As shown here; I had a bootable copy of Win7 on the drive and when I tried to remove it the format completed then the drive just became inaccessible.. Windows only detects it once in every 5 plug ins and even then it says I need to format the drive, which won't complete. I've tried google which pretty much said create a new simple volume and format that but all option associated with creating volumes are greyed out.
By the way, what was your make of your USB flash drive. I had one I got that didn't last a month as well. It was a Kingston. I open it up, and OH MAN to chhhheeeaaaaaaaaaaaaap. The board looked like dollar shop PCB from toys. And they glued that things to the max. Glue everywhere. They even used 2 type of glue, and you can could see that the glue was so hot when they put it, that it soldered a component. When i opened it up, I small chip came out with the glue. And it was a fairly expensive USB 3.0 drive too.. I mean for a USB drive. I got a Corsair Voyager GT now USB 3.0, and I did open it up, to see (was really easy too), and man high quality all the way, even has thermal pad to help spread the heat of the chips. Not CPU high glass thermal pads, but at least it's something.

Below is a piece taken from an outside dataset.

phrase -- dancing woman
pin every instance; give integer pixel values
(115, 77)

It was a Kingston DT Rubber USB 3 Drive. I'm noticing a connection... I think I'll buy a different brand next time and thank some higher powers that I hadn't transferred all my college coursework onto it yet. UPDATE: I peeled all the rubber off rather carefully and got a little curious so I plugged it in, the drive formatted o.o Update 2: I replugged and the same old story happened, god damn false hope -.-
Ha! That's exactly the one I had: My voyager GT: You can't see the thermal pad used as it's the sticky kind, and I don't want to break a perfectly working USB flash drive. But you can see no 60 tone of glue, like if USB flash drive is a top secret thing, and Kingston can't let anyone know how it works.